As the Brooklyn Eagle previously reported, the developers are combining the century-old bank building and what will be the borough’s tallest skyscraper into a single project.
The planned skyscraper, whose address in city Buildings Department records is 340 Flatbush Ave. Extension, will be almost twice the height of the borough’s tallest existing buildings.
The vote, which followed a public hearing at the preservation agency’s Lower Manhattan headquarters, moves the proposed project a big step closer to becoming a reality.
The developers do not need to seek government approval for the height of the planned tower. They are able to build it one thousand-plus feet tall thanks to air rights from the Dime Savings Bank property.
Stern, the developer, told the Eagle after the vote that construction will start sometime this year.
“We’re very happy,” he said of the vote of approval. “We’re very excited to bring this great building to Brooklyn.”
Commissioners poured out praises for SHoP Architects’ design for the planned supertall rental apartment tower. They said its siting next to the Dime building will not detract from the luster of the historic landmark.
“This project is enlightened urbanism at its best,” Commissioner Frederick Bland said.
Commissioner Michael Goldblum said the project is a “model” of how new development can co-exist with a landmark and create “synergy.”
Commission Chair Meenakshi Srinivasan called the tower’s design “a beautiful piece of architecture.”
Don’t tear down those teller cages just yet
Other changes the LPC okayed to Dime’s exterior include the addition of doors on its Fleet Street façade. And developers got the go-ahead to make some modifications to the banking hall, which is an interior landmark, such as installing new concealed ceiling sprinkler heads.
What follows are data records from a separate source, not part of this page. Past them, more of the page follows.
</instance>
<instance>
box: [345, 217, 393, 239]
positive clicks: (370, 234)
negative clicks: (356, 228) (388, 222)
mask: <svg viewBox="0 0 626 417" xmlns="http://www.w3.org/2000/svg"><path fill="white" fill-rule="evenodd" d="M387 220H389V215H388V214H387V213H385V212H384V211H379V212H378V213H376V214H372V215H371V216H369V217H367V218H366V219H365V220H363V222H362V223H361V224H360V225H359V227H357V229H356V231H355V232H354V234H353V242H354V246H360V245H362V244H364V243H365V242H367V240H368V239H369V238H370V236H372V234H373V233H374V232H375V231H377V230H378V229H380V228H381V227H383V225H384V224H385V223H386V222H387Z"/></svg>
However, the LPC decided not to give the developers — for now, at least — one thing they asked for.
JDS Development and the Chetrit Group had wanted to remove the teller cages in the banking hall to increase the useable floor area for the space’s future tenant, which will be a retailer.
Commissioners voted that the teller cages must remain intact “for the time being.”
In a discussion before the vote, several commissioners said that when a tenant is found for the banking hall, they would consider altering the teller cages once they are shown a specific plan.
Stern told the commissioners during the hearing that a tenant has not yet been found for the banking hall.
The lovely Dime building, which served until last year as a J.P. Morgan Chase branch, is ringed with columns and looks like an ancient temple. It is now vacant.
The original building, constructed in 1906-1908, was designed by Mowbray & Uffinger. It was enlarged and altered in 1931-1932 according to a design by Halsey, McCormack & Helmer — the architecture firm that designed another high-profile Brooklyn landmark, the clock-topped former Williamsburgh Savings Bank.
The developers paid a combined $133 million for the Dime building and the skyscraper site, city Finance Department records indicate.